For me Revolvers are more accurate in SA than auto's, just for me.

Handguns are normally for short range shooting.

:smt1099


----------



## Sully2 (Mar 9, 2010)

Hmmmm???...:reading:


----------



## Steve M1911A1 (Feb 6, 2008)

dondavis3 said:


> ...Handguns are normally for short range shooting.


...That said, I must note (for fun) that after-practice enjoyment used to include "aimed" _offhand_ fire at a couple of very large rocks. One was at about 250 yards, and the other at about 400 yards. The weapons of choice were full-size, .45 ACP, M1911s.
Most of us, me included, could regularly hit the 250-yard rock...after a couple of "ranging" shots. (I normally was hitting it continually starting with my third or fourth shot.)
The best pistol shots among us could do the same trick on the 400-yard rock, too! (Not me. I could only achieve occasional, unpredictable hits.)
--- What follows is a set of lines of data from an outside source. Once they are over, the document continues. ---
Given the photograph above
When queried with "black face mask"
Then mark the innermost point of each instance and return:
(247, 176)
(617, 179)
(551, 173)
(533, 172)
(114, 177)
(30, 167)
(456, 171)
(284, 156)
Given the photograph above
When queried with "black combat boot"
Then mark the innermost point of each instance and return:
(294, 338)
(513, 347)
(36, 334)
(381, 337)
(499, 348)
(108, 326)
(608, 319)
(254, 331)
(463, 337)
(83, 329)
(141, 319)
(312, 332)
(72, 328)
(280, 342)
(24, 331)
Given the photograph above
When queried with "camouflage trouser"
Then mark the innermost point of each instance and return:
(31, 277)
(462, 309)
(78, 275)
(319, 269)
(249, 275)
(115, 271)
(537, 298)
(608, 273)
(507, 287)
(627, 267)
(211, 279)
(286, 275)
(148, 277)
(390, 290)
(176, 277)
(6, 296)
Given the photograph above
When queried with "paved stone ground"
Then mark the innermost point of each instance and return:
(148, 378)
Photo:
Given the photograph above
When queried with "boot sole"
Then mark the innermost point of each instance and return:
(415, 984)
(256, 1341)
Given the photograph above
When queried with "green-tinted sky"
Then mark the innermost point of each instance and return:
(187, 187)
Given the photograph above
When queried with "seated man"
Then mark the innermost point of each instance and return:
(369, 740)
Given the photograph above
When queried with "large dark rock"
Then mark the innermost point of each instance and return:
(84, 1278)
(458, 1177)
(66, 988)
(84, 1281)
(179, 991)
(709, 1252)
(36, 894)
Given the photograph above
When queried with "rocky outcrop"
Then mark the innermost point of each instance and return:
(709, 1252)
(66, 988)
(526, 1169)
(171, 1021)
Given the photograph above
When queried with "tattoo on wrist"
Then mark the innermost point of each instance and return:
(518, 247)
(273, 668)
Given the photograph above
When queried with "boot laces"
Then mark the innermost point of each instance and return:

This was mere fun, and not serious practice.
I believe that there is no point in engaging a target with a pistol at distances greater than 30 or 40 yards. At that amount of separation, you would be better off either running away or retreating temporarily in order to execute a closer-range flanking maneuver.
Further, I believe that there is no point in engaging a threat with your defensive handgun at distances exceeding 25 yards, both because you already have enough distance to allow evasion and because there will arise a legal question if the BG is not already advancing upon you and shortening that distance.


----------



## hideit (Oct 3, 2007)

if you are going to join the military - start practicing with the beretta 92fs
one of the most tested guns in history for torture testing before the army picked it
maybe that's the answer to your question - that is out to 25yds
as said before - anything over 25 yds in a pistol must be one of the S&W hunter long barrell beasts

wanna try revising your question in a new thread?


----------